In the case of the BDC, however, the Board in their letter to the BDC “modified” the CC Guidelines, although purporting to rely specifically on the language contained in those very Guidelines, to say something quite different and along with that something quite disturbing. Here is what the Board stated in their attorney's sanctions letter to BDC’s attorney:

“Of particular concern [to the Board in their evaluation of the BDC] will be the perceived effort on the part of the BDC and its membership to cast the Association, the Board of Directors and portions of the community in a bad light.”  

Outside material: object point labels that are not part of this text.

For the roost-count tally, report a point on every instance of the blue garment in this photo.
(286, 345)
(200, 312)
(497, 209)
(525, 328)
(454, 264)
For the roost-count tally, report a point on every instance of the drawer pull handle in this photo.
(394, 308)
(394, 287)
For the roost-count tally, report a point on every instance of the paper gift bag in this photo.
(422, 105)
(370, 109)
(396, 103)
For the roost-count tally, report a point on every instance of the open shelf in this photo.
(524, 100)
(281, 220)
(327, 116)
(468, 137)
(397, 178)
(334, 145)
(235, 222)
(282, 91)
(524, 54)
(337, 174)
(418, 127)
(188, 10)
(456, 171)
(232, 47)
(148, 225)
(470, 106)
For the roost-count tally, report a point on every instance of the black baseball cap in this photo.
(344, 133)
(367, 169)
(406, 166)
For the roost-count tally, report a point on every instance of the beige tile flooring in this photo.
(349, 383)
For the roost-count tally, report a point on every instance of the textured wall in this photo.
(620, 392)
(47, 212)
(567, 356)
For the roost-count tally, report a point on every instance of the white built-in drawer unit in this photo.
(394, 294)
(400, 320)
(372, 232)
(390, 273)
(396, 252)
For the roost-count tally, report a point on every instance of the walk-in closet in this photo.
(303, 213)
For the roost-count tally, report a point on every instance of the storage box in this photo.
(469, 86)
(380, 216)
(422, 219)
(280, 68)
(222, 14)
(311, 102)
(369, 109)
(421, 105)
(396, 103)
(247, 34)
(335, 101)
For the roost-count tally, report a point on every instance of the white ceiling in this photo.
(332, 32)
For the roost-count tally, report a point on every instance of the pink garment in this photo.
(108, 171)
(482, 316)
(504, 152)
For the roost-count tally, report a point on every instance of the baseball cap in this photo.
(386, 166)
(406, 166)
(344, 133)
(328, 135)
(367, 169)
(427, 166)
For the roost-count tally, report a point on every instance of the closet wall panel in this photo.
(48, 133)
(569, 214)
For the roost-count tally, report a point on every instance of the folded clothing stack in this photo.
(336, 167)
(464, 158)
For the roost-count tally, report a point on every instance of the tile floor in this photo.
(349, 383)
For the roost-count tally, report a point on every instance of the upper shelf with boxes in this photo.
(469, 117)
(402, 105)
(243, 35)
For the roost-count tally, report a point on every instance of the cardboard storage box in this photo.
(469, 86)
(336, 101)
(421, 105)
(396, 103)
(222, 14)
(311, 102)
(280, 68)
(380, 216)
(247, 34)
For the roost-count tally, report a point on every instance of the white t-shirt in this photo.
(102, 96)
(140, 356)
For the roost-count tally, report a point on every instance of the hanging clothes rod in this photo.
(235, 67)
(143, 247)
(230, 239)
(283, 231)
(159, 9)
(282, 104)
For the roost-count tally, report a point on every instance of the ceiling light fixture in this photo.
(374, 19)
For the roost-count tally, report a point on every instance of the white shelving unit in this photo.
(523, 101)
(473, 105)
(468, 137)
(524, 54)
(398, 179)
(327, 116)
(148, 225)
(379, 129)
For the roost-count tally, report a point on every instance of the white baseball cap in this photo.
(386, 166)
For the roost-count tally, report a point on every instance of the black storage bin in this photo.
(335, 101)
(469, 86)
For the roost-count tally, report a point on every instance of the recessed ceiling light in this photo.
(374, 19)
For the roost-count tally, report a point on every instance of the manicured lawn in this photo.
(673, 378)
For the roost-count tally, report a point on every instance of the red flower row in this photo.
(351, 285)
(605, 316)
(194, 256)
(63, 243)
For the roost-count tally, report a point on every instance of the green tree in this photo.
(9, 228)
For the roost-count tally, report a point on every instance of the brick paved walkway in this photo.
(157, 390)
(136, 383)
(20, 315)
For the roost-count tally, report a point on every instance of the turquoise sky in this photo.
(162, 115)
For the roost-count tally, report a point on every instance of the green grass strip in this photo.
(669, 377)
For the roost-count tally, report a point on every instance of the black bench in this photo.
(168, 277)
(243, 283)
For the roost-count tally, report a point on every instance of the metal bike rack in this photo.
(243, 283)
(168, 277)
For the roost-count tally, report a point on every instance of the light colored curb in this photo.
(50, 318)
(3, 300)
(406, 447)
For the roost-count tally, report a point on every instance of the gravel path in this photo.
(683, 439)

  • The Board, while applying its “bad light” test to the BDC, as they may do in the case of actions of any Club pursuant to the CC Guidelines, has gone far beyond the intent of the CC Guidelines to substantially “modify” those Guidelines to now include individual residents who are members of the Business Development Club, and by reference to include any and all members of any chartered club.
  • Note especially the inclusion of the phrase “AND ITS MEMBERSHIP” in the above. Even dismissing the fact that “AND ITS MEMBERSHIP” refers back to nothing contained in the language of the CC Guidelines, one must question the Board on the use of such an onerous test of allegiance that can be used against members of the community based on their speech or actions due solely to their association with a particular club, or to any Club as the case may be.
  • Such an onerous and uncalled for test cannot help but remind Sun City residents, if not members of the Board who seem not to want to listen, of those distasteful periods in our own country's history, as well as the despised and abhorrent practices engaged in by totalitarian régimes that traditionally rely on guilt by association and the need to prosecute and persecute those who are unwilling to conform to another’s will of what is considered acceptable behavior. If that was not the Board's intent, then why did the Board include "oversight" over the behavior of members of the club?
  • Are potential enemies of the "state" now on notice? A reasonable person just might conclude that is exactly what the Board is telling us.
  • Is the Board not threatening by intimidation to retaliate against residents from becoming members of or who may wish to participate in the activities of the Business Development Club? Has the Board by fiat managed to modify the Charter Club Guidelines in such a manner that would allow the Board to charge a violation against any Club member who, as the Board see it, has engaged in some perceived effort to cast the Association or the Board of Directors in a bad light?

The above examples are but a continuing reminder of how members of our Board want the Community to know how they are serving the Community's interests. As Mr. West stated in this week's Ch.99 Report, the Board is "acting in the best interests of the entire Community."

Ron Johnson, 6 December 2006, Rev.

*Charter Club Guidelines, Rev. 2005.   2.2 Charter:  E. Charters may be revoked for the following reasons: when club membership declines below the established minimums; when a club violates Association policies or rules; when an irreconcilable conflict occurs within the membership; when a club or the Association is cast in an undesirable situation; or when a club violates federal, state, or local government laws or ordinances. The decision to revoke a charter occurs following a recommendation by Association management and/or Lifestyle Committee and approval by the Board. The decision may be appealed by providing written justification to the Board within 14 days of the written notice. The Board will provide a final notice of decision within 30 days of receiving the written appeal.